National Storytelling Festival

Click to Visit Our Web SiteA Likely Story  

America was an aural culture far longer than it has been a visual culture. In the days before movies, and cheap photography and printing, much of the country’s entertainment took place in stories told at hearthsides and around campfires, in taverns and at Sunday dinners.

The storytellers themselves relied on all sorts of devices to keep their listeners fascinated and entertained. Each storyteller had a repertoire of time and audience-tested yarns, tales whose themes and plots had been polished to a can’t-miss sheen. Although the characters were archetypes, the storytellers fleshed them out by making them speak and act like the people in the audience.

There were special stories “for adults only,” intended to titillate the grownups with promises of naughty narratives (and give children a rite of passage to aspire to). Ghost stories, designed for campfire recounting, were a simpler era’s version of “Alien” or a Magic Mountain thrill ride. For children, there were fairy tales and folklore with their subtle introductions to their culture’s grand moral and literary themes.

Of course storytellers had to hone their acting skills. The best among them could play several characters at a time, effortlessly shifting from the menacing vibrato of a Bluto-type villain to the sweet “who, me?” tones of an Olive Oyl.
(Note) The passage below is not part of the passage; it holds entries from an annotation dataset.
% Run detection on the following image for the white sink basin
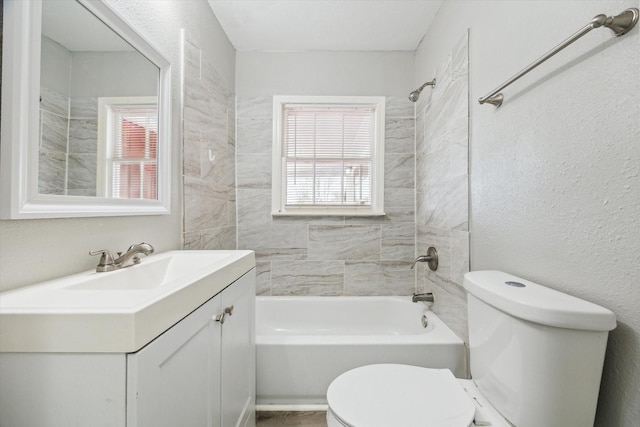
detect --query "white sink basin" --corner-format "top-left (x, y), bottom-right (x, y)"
top-left (0, 251), bottom-right (255, 353)
top-left (62, 251), bottom-right (234, 291)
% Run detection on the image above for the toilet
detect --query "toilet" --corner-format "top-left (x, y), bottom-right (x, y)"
top-left (327, 271), bottom-right (616, 427)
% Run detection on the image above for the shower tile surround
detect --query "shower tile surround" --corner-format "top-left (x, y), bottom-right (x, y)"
top-left (416, 32), bottom-right (469, 342)
top-left (183, 34), bottom-right (236, 249)
top-left (236, 97), bottom-right (415, 296)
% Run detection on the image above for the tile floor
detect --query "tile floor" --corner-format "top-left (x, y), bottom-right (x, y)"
top-left (256, 411), bottom-right (327, 427)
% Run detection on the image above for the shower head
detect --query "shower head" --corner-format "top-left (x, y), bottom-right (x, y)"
top-left (409, 79), bottom-right (436, 102)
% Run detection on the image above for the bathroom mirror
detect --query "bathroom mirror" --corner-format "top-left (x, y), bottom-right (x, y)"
top-left (0, 0), bottom-right (171, 219)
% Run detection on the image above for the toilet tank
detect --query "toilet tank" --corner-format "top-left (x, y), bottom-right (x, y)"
top-left (464, 271), bottom-right (616, 427)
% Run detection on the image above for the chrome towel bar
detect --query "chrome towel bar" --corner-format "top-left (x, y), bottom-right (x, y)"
top-left (478, 8), bottom-right (638, 107)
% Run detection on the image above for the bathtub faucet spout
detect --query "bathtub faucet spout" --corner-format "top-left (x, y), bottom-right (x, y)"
top-left (411, 292), bottom-right (435, 302)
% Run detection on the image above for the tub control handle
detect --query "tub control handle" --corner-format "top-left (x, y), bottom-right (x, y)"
top-left (216, 305), bottom-right (233, 323)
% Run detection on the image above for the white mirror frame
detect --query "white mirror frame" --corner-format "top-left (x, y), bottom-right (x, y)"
top-left (0, 0), bottom-right (171, 219)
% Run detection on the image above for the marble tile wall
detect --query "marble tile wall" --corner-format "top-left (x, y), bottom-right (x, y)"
top-left (38, 87), bottom-right (69, 194)
top-left (67, 97), bottom-right (98, 196)
top-left (236, 94), bottom-right (415, 295)
top-left (416, 33), bottom-right (469, 342)
top-left (183, 40), bottom-right (236, 249)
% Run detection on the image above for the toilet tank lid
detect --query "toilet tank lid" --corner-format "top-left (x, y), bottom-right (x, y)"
top-left (464, 271), bottom-right (616, 331)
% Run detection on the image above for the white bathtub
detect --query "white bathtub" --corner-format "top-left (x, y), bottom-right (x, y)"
top-left (256, 297), bottom-right (467, 405)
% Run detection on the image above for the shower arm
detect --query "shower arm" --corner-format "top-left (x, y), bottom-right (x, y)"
top-left (478, 8), bottom-right (638, 107)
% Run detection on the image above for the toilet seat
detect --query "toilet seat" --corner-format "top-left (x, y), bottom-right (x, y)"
top-left (327, 364), bottom-right (475, 427)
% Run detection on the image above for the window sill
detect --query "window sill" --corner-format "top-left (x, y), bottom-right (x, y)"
top-left (271, 207), bottom-right (386, 217)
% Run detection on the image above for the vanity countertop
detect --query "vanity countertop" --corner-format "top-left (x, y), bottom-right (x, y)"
top-left (0, 250), bottom-right (255, 353)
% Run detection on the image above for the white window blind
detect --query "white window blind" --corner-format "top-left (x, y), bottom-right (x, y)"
top-left (109, 106), bottom-right (158, 199)
top-left (274, 97), bottom-right (384, 215)
top-left (284, 106), bottom-right (375, 206)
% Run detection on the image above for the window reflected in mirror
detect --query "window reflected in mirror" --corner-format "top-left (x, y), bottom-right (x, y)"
top-left (38, 0), bottom-right (159, 200)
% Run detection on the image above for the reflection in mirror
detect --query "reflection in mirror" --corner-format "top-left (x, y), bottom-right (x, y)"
top-left (38, 0), bottom-right (160, 199)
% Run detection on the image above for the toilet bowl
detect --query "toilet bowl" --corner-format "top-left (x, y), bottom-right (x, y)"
top-left (327, 364), bottom-right (510, 427)
top-left (327, 271), bottom-right (616, 427)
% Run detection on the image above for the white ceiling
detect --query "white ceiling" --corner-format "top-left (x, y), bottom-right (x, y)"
top-left (208, 0), bottom-right (443, 52)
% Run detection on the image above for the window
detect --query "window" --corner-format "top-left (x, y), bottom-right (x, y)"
top-left (272, 96), bottom-right (385, 216)
top-left (97, 97), bottom-right (158, 200)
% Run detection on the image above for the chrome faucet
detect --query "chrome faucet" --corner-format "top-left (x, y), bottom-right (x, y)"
top-left (411, 246), bottom-right (438, 271)
top-left (411, 292), bottom-right (435, 302)
top-left (89, 242), bottom-right (154, 273)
They could also make their audiences swear that they were hearing clanging swords and thundering skies.

A Tradition Lives On

The biggest tribute to that old storytelling tradition takes place every year in Jonesborough, in eastern Tennessee, site of the National Storytelling Festival. Started in 1973, the festival runs over a three-day span and offers more than 100 hours of storytelling by America’s best raconteurs.

This year’s festival will run Oct. 5-7 and feature several categories of storytelling, including folklore, cowboy poetry, ghost stories, tall tales and yarns, and stories gathered from different cultures. Festival-goers congregate under giant tents by day and under the stars at night to hear the stories.

There is also a series of special events that complement the festival. The “Midnight Cabaret” features more adult-themed stories while the “Yarnspinners’ Party” allows festival attendees to rub shoulders with the guest storytellers. The “Storytelling Store” offers tapes and books by storytellers and about the craft, as well as coverage of past festivals.

Each festival also features a special guest. Last year’s guest was folksinger Pete Seeger.